Edit: I see that I could use the Stratanovich form of the SDE, which is more amenable to the chain rule and would allow me to use Jacobi's formula in a straightforward way, but I think I would still need to calculate the second derivative of the determinant somehow in order to do the conversion.
Define the scalar variables $$\eqalign{ \alpha &= \det(X) \cr \beta &= {\rm tr}(X) &\implies d\beta = I:dX \cr \lambda &= {\rm tr}(X^2) &\implies d\lambda = 2X^T:dX \cr }$$ where a colon is the Frobenius product notation for the trace $$A:B = {\rm tr}(A^TB)$$
Write characteristic equation of $X$, take its trace, and solve for $\alpha$ $$\eqalign{ \alpha I &= \beta X-X^2 \cr 2\,\alpha &= \beta^2-\lambda \cr \alpha &= \tfrac{1}{2}(\beta^2-\lambda) \cr }$$ The differential of the last equation is $$\eqalign{ d\alpha &= (\beta\,I-X^T):dX \cr }$$ Now define a constant "off-diagonal" matrix $F$ which has zeros on the diagonal and ones elsewhere. Also define the constant matrix $E_k$ whose $(k,k)$ element is one and all other elements zero. Finally, the matrix $Y=(\beta X-X^2)^T$ will prove convenient.

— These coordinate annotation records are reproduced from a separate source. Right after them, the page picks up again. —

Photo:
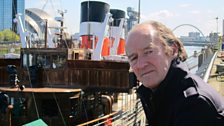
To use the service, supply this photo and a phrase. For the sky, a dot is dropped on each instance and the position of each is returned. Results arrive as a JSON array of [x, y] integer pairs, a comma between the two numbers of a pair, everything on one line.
[[205, 15]]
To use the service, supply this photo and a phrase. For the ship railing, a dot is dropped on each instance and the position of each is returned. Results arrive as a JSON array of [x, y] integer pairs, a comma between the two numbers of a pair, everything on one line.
[[129, 117]]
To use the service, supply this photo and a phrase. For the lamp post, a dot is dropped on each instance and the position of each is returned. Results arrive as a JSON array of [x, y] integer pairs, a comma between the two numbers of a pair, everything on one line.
[[217, 18], [139, 9]]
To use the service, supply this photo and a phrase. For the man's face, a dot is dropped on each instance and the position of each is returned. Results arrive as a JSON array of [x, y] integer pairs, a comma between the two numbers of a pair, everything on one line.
[[147, 56]]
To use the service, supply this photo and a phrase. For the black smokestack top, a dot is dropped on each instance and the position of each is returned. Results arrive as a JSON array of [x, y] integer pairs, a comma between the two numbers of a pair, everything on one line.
[[117, 15], [94, 11]]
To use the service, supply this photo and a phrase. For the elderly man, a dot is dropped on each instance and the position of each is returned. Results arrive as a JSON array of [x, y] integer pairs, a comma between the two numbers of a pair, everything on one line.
[[170, 95]]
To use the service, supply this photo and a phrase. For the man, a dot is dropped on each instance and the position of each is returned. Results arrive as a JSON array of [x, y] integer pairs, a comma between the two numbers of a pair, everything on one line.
[[170, 95]]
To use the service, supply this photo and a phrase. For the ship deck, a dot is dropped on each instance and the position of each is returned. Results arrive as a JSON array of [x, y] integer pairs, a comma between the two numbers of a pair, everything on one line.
[[216, 80]]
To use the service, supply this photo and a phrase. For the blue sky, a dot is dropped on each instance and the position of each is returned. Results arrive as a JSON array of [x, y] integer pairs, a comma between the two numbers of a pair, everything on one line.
[[200, 13]]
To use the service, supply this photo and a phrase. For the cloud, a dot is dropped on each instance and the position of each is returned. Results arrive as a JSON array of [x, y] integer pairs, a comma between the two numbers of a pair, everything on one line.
[[162, 14], [195, 12], [184, 5]]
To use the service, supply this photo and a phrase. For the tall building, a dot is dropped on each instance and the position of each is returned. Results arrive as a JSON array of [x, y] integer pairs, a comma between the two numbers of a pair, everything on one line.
[[8, 10]]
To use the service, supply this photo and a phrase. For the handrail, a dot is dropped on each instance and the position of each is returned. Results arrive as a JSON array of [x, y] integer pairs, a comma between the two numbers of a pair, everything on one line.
[[98, 119], [207, 73]]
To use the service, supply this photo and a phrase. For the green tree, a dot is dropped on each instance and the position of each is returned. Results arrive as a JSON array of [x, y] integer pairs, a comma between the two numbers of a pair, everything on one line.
[[8, 35]]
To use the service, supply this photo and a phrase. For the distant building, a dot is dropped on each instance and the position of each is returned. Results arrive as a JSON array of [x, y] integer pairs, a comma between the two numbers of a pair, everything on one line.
[[8, 10], [35, 21], [214, 37]]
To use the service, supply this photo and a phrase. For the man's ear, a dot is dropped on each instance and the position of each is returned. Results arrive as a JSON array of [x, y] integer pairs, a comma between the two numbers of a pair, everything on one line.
[[175, 49]]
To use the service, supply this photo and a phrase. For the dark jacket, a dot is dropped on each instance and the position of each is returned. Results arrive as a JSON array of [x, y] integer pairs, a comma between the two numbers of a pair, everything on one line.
[[182, 99]]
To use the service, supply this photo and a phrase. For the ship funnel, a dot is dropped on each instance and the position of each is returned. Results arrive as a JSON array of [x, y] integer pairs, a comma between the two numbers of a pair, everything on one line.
[[94, 20], [117, 32]]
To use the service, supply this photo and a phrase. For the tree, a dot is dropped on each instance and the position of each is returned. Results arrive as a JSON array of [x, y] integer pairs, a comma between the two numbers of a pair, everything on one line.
[[8, 35]]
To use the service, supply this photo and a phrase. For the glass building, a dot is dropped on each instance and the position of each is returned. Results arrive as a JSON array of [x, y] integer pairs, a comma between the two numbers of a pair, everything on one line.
[[8, 10]]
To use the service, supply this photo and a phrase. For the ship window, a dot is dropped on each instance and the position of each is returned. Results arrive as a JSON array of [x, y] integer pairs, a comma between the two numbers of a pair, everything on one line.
[[28, 60], [58, 61], [44, 61]]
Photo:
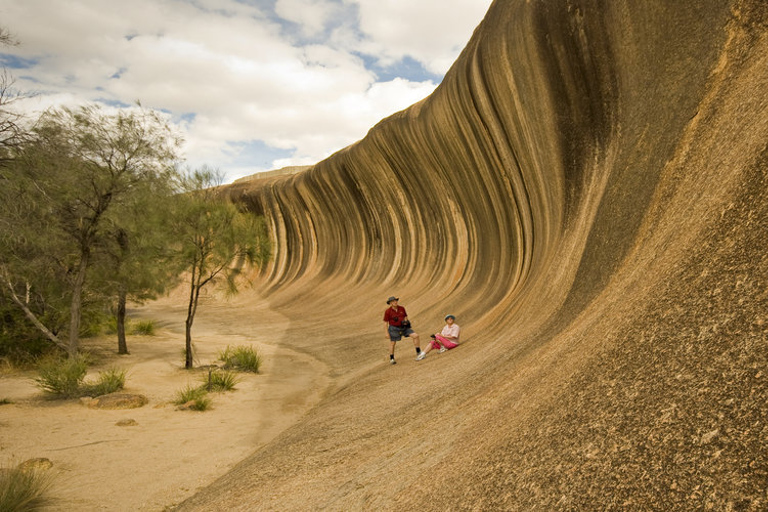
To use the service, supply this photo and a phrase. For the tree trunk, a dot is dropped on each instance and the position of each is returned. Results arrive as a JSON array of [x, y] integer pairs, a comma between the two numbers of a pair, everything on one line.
[[76, 309], [122, 346], [194, 293]]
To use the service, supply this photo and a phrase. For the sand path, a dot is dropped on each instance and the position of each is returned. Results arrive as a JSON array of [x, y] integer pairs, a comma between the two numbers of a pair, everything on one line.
[[169, 454]]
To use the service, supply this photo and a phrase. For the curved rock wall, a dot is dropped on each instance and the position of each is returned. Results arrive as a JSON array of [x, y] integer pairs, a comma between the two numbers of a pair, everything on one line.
[[586, 190]]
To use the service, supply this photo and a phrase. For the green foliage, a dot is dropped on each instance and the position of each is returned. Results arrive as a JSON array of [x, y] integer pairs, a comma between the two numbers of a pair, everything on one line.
[[242, 358], [197, 398], [218, 239], [220, 380], [133, 327], [109, 381], [70, 211], [24, 489], [21, 344], [61, 377]]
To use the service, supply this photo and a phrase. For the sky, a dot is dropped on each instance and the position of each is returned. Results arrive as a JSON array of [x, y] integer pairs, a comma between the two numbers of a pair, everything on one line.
[[251, 85]]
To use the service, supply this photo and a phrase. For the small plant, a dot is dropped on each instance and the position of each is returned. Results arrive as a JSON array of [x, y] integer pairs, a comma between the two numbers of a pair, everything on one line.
[[193, 398], [244, 359], [61, 377], [23, 489], [143, 328], [109, 381], [220, 380]]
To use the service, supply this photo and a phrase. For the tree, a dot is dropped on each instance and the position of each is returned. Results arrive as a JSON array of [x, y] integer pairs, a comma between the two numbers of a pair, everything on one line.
[[11, 133], [218, 240], [65, 189], [139, 263]]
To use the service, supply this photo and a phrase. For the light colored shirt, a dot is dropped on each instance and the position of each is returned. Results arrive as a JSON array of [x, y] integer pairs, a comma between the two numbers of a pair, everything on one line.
[[450, 331]]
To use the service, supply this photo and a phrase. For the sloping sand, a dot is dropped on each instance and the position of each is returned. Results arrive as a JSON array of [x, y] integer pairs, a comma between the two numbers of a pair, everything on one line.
[[169, 454]]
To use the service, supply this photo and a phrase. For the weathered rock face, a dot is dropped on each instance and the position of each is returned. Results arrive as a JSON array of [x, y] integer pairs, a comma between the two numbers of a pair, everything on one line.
[[587, 192]]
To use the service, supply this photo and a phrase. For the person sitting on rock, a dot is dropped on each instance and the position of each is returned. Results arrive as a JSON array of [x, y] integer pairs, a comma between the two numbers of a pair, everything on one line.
[[446, 339], [398, 326]]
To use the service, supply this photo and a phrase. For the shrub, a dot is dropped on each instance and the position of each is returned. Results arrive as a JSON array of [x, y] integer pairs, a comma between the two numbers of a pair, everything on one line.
[[61, 377], [23, 489], [109, 381], [143, 328], [220, 380], [197, 398], [244, 359]]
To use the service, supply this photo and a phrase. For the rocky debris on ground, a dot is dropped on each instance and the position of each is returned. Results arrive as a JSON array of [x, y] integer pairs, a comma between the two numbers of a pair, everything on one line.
[[115, 401], [36, 464]]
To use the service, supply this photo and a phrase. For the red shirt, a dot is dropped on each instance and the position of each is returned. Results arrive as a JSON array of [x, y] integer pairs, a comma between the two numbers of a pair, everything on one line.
[[395, 316]]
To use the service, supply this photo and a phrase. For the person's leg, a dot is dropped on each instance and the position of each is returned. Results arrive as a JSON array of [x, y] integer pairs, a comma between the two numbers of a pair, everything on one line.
[[394, 337], [445, 342], [415, 338]]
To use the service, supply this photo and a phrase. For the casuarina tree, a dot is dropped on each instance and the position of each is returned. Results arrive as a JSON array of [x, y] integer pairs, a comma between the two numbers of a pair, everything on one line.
[[63, 193], [219, 241]]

Using these constant matrices and the elementwise/Hadamard product $(\odot)$, we can express the $B$ function as $$\eqalign{B(dW) &= F\odot dW + (E_1-E_2) (E_1:dW)}$$ The differential of $X$ can be written as $$\eqalign{ dX &= AX\,dt + XB(dW) \cr &= AX\,dt + X\big(F\odot dW + (E_1-E_2) (E_1:dW)\big) \cr }$$ Substitute this into the previous differential and simplify $$\eqalign{ d\alpha &= (\beta\,I-X^T):\Big(AX\,dt + X\big(F\odot dW + (E_1-E_2) (E_1:dW)\big)\Big) \cr &= Y:\Big(A\,dt + \big(F\odot dW + (E_1-E_2) (E_1:dW)\big)\Big) \cr &= Y:A\,dt + Y:(F\odot dW) + Y:(E_1-E_2)(E_1:dW) \cr &= Y:A\,dt + (F\odot Y):dW + \big(Y:(E_1-E_2)\big)E_1:dW \cr d\,\det(X) &= (Y:A)\,dt + \Big(F\odot Y + (Y:E_1)E_1-(Y:E_2)E_1\Big):dW \cr &= {\rm tr}(A^TY)\,dt + \Big(F\odot Y + {\rm tr}(E_1Y)E_1-{\rm tr}(E_2Y)E_1\Big):dW \cr }$$ Not sure if this expression will be of any help solving your problem, but it was an interesting exercise.